A Vite plugin can additionally specify an enforce property (similar to webpack loaders) to adjust its application order. The value of enforce can be either "pre" or "post". The resolved plugins will be in the following order:

  • Alias
  • User plugins with enforce: 'pre'
  • Vite core plugins
  • User plugins without enforce value
  • Vite build plugins
  • User plugins with enforce: 'post'
  • Vite post build plugins (minify, manifest, reporting)

Conditional Application

By default plugins are invoked for both serve and build. In cases where a plugin needs to be conditionally applied only during serve or build, use the apply property to only invoke them during 'build' or 'serve':

function myPlugin() {
  return {
    name: 'build-only',
    apply: 'build' // or 'serve'
  }
}

A function can also be used for more precise control:

apply(config, { command }) {
  // apply only on build but not for SSR
  return command === 'build' && !config.build.ssr
}

Rollup Plugin Compatibility

A fair number of Rollup plugins will work directly as a Vite plugin (e.g. @rollup/plugin-alias or @rollup/plugin-json), but not all of them, since some plugin hooks do not make sense in an unbundled dev server context.
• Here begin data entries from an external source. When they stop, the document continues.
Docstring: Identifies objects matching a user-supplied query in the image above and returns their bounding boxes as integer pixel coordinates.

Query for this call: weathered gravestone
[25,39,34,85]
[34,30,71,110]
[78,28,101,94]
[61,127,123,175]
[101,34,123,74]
In general, as long as a Rollup plugin fits the following criteria then it should just work as a Vite plugin:

  • It doesn't use the moduleParsed hook.
  • It doesn't have strong coupling between bundle-phase hooks and output-phase hooks.

If a Rollup plugin only makes sense for the build phase, then it can be specified under build.rollupOptions.plugins instead. It will work the same as a Vite plugin with enforce: 'post' and apply: 'build'.

You can also augment an existing Rollup plugin with Vite-only properties:

// vite.config.js
import example from 'rollup-plugin-example'
import { defineConfig } from 'vite'

export default defineConfig({
  plugins: [
    {
      ...example(),
      enforce: 'post',
      apply: 'build'
    }
  ]
})

Check out Vite Rollup Plugins for a list of compatible official Rollup plugins with usage instructions.

Path Normalization

Vite normalizes paths while resolving ids to use POSIX separators ( / ) while preserving the volume in Windows. On the other hand, Rollup keeps resolved paths untouched by default, so resolved ids have win32 separators ( \ ) in Windows. However, Rollup plugins use a normalizePath utility function from @rollup/pluginutils internally, which converts separators to POSIX before performing comparisons. This means that when these plugins are used in Vite, the include and exclude config pattern and other similar paths against resolved ids comparisons work correctly.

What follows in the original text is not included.